Add the flour to the bowl all at once. Stir with a spatula until a sticky dough forms. Do not overmix; just ensure all ingredients are incorporated and the dough is uniformly wet.
Cover the bowl with a kitchen towel or loosely with a lid, and allow the dough to rise in a warm place for 2-3 hours, or until it has doubled in size.
Preheat the oven to 450°F about 30-60 minutes before baking. Place your Dutch oven (with the lid on) inside the oven while preheating to get it hot.
Transfer the dough onto a piece of parchment paper dusted with flour, shaping it into a loaf by folding the edges up with a spatula.
Flip the loaf over using the parchment paper, positioning it so that the floured side is on top.
Optional: Make a few shallow cuts on the top of the loaf with a sharp knife or razor blade.
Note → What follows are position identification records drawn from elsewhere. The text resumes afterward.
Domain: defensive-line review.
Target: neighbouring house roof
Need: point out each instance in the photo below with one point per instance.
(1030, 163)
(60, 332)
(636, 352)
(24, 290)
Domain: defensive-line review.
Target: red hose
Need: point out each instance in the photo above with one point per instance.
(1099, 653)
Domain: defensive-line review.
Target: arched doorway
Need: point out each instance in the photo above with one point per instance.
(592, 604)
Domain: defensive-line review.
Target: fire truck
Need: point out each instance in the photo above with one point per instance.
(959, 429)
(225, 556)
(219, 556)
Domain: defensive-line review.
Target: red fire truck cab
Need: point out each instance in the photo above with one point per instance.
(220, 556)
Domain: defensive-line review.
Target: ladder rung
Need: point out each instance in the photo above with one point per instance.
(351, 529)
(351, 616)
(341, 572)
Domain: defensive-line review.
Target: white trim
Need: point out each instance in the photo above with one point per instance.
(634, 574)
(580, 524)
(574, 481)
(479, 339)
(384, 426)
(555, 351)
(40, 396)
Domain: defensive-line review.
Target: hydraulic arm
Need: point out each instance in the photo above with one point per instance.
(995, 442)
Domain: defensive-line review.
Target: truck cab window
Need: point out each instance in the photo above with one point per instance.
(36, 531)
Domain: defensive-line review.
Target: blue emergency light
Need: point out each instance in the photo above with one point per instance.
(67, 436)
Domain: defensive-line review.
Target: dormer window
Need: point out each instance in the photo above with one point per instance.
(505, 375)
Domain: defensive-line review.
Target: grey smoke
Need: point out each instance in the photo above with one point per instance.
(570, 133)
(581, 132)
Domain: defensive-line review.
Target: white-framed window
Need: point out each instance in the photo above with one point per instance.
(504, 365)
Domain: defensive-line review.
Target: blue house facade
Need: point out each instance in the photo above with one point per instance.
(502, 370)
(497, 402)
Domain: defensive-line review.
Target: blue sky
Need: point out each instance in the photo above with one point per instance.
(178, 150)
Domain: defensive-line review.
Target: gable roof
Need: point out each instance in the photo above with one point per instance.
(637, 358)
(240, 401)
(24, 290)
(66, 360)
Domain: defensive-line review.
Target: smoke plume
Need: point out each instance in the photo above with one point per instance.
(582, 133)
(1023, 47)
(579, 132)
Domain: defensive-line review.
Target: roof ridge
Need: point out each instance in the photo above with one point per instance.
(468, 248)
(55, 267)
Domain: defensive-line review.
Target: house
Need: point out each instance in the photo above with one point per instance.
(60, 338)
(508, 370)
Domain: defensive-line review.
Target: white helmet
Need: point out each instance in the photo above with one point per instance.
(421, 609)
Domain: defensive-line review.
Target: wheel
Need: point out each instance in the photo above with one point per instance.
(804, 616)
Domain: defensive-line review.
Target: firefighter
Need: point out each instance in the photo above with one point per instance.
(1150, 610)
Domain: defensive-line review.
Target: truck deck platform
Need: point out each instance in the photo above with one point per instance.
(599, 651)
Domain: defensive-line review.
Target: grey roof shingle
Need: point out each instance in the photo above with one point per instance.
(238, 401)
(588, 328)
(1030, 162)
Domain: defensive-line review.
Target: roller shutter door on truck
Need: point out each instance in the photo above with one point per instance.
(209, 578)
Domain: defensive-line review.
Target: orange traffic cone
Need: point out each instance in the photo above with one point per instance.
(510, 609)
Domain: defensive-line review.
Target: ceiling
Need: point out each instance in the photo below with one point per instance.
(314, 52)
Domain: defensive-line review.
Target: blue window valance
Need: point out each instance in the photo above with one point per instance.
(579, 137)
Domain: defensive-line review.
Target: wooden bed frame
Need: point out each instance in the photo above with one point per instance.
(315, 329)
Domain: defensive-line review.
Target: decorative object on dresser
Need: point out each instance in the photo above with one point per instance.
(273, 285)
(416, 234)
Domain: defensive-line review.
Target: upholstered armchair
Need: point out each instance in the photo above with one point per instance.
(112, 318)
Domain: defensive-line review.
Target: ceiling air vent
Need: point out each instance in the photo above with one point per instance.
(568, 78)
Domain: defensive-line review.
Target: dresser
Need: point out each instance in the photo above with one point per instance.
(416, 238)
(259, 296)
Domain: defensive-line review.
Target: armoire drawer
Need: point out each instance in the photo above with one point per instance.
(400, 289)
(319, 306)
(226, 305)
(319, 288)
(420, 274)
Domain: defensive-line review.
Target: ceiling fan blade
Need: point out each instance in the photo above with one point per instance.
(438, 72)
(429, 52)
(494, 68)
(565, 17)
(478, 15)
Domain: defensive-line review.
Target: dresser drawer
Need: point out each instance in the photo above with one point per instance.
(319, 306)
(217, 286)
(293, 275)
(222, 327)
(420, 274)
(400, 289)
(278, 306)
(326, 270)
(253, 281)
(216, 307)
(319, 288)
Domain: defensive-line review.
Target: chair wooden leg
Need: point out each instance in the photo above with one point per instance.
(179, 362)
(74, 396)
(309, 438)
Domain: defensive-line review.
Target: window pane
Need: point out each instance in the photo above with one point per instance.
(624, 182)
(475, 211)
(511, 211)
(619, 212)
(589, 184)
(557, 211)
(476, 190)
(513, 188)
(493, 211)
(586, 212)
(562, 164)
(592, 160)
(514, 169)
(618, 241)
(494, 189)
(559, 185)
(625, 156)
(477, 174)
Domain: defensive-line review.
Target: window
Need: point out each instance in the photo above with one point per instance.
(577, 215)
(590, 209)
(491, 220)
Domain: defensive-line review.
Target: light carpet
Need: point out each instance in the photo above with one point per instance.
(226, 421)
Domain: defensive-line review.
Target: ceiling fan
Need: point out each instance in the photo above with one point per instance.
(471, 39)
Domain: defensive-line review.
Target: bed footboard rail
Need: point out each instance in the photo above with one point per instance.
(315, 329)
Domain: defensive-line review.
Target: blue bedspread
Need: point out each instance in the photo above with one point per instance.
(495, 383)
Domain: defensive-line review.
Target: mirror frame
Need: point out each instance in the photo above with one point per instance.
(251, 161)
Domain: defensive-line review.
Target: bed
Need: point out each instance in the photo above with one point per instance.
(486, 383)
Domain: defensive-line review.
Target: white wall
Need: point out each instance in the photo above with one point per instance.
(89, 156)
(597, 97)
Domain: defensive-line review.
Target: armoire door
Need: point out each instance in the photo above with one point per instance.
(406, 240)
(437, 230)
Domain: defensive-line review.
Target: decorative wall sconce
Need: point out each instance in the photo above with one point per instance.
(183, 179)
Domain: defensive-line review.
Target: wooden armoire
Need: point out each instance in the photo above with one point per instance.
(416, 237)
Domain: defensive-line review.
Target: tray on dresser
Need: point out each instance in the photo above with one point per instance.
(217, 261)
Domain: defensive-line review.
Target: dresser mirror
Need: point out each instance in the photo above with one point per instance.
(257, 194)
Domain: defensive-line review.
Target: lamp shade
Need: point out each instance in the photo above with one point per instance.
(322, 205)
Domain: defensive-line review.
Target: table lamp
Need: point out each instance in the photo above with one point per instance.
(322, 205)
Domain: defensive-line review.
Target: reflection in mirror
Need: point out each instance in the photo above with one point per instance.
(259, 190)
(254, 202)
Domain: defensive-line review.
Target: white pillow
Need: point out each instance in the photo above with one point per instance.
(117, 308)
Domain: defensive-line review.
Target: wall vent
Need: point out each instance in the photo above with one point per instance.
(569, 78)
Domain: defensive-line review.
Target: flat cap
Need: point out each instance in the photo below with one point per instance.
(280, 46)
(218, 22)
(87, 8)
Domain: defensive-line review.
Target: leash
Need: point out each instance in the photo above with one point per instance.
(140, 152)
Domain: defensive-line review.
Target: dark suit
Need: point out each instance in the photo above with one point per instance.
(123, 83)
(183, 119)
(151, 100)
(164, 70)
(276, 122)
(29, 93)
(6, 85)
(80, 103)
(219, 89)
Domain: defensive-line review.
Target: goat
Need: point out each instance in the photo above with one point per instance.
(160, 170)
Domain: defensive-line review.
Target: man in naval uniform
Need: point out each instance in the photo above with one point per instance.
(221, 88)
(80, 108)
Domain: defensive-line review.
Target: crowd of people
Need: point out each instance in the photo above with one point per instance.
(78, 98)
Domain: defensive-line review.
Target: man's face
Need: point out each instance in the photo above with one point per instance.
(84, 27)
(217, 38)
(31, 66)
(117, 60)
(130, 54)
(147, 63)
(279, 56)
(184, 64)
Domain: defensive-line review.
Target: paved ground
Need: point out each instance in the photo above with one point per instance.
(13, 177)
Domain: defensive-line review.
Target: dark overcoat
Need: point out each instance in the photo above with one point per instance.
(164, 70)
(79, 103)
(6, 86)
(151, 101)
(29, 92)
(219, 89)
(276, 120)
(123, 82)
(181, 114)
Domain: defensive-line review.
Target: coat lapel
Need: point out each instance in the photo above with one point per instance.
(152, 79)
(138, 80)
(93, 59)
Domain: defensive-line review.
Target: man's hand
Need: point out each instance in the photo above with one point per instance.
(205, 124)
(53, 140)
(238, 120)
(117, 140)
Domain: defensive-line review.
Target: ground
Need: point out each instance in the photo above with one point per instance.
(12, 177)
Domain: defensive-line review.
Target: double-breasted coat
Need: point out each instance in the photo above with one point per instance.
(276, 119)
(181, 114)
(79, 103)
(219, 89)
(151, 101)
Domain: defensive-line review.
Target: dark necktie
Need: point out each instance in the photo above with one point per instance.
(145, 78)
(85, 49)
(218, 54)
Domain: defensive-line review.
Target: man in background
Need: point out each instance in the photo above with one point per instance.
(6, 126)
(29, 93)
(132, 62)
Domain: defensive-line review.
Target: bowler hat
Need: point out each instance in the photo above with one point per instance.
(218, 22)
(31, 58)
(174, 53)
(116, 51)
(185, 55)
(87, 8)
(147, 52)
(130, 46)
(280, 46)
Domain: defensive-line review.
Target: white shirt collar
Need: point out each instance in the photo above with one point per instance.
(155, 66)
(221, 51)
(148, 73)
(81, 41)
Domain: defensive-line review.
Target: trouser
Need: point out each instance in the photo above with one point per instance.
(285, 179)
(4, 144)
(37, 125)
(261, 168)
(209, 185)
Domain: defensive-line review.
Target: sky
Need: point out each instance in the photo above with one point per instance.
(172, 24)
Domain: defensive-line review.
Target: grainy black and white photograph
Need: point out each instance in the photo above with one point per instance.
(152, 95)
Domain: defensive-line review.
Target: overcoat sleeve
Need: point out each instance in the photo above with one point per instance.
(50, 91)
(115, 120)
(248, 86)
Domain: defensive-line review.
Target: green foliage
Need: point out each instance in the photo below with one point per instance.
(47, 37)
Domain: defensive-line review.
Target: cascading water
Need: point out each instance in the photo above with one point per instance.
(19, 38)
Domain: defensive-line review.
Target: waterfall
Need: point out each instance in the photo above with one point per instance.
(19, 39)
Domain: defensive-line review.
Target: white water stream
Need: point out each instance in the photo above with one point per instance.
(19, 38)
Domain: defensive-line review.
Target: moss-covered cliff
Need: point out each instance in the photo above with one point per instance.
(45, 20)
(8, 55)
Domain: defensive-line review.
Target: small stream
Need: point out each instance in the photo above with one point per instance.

Carefully remove the preheated Dutch oven, place the parchment paper with the dough inside, cover with the lid, and bake for 35 minutes (or 40 minutes if the dough was refrigerated).
Remove the lid and bake for an additional 5-10 minutes, or until the crust turns golden brown.
Remove the bread from the Dutch oven by lifting the parchment paper and let it cool on a wire rack for at least 10 minutes (preferably 30 minutes to 1 hour) before slicing.